New installments coming soon!
 The argument for global value relations has been articulated by Araghi in a distinct but complementary register (2009a, 2009b).
 I do not mean to suggest that life-activity in the zone of reproduction is work as such, only that capital views it as such. Indeed, as I will show, a significant part of capitalist history is the identification and development of symbolic-material practices that aim to activate new streams of unpaid work in service to capital.
 The dialectic paid/unpaid work does not, therefore, displace the centrality of the value-relations with the circuit of capital. The terms paid/unpaid work serve to illuminate the constitutive relations through which socially-necessary unpaid work makes possible the successive determinations of systemic labor-time. In other words, the present argument agrees with the classical Marxist position on the centrality of the exploitation of labor-power. My point is that the historical-geographical reproduction of this central relation cannot be explained absent the relational movements that channeled unpaid work into the circuit of capital.
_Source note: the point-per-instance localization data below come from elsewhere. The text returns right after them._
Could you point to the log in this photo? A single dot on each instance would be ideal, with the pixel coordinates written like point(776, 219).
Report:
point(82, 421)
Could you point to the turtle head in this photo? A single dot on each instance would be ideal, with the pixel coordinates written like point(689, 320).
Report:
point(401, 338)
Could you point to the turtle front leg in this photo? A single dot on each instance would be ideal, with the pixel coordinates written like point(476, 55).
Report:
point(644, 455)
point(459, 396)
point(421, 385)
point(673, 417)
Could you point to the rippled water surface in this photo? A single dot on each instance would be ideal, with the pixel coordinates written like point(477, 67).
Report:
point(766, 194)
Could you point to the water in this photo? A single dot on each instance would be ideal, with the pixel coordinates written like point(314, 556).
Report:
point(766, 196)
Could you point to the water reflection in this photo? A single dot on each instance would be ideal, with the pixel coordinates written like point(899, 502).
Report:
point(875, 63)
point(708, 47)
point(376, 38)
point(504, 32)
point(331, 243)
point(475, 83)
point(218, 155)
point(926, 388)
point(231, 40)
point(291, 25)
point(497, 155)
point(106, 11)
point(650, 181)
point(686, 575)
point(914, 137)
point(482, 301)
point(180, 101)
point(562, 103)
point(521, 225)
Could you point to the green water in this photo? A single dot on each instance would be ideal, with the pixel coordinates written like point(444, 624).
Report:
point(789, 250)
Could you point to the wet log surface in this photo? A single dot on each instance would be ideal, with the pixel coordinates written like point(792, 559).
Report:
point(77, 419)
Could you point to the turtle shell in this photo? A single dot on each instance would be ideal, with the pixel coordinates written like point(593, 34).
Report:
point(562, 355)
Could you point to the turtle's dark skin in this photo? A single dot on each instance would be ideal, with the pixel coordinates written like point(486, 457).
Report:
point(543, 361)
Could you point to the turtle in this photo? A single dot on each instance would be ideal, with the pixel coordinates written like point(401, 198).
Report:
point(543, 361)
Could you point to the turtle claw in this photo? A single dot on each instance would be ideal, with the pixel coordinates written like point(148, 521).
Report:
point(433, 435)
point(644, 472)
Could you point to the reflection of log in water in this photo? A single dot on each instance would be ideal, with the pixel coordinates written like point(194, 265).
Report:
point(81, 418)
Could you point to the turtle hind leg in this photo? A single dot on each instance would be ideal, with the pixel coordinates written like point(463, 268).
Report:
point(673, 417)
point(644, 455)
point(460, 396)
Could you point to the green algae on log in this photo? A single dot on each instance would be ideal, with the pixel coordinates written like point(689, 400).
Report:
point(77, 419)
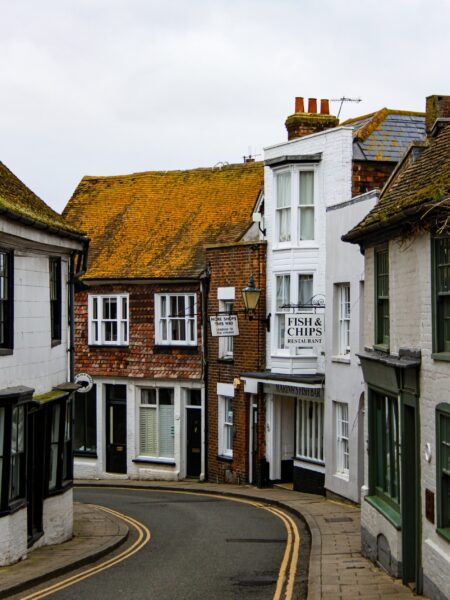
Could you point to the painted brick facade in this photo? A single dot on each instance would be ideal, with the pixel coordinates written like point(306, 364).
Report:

 It is of course true that rising labor productivity – in value terms – may or may not involve rising throughput. This latter is the strongest tendency. Nevertheless, it would be possible to increase labor productivity without rising throughput by reducing the value composition of production; such a downward reduction would likely take the form of wage cuts. Even in these instances, such reductions would be temporary and partial, except in the case of an epochal crisis.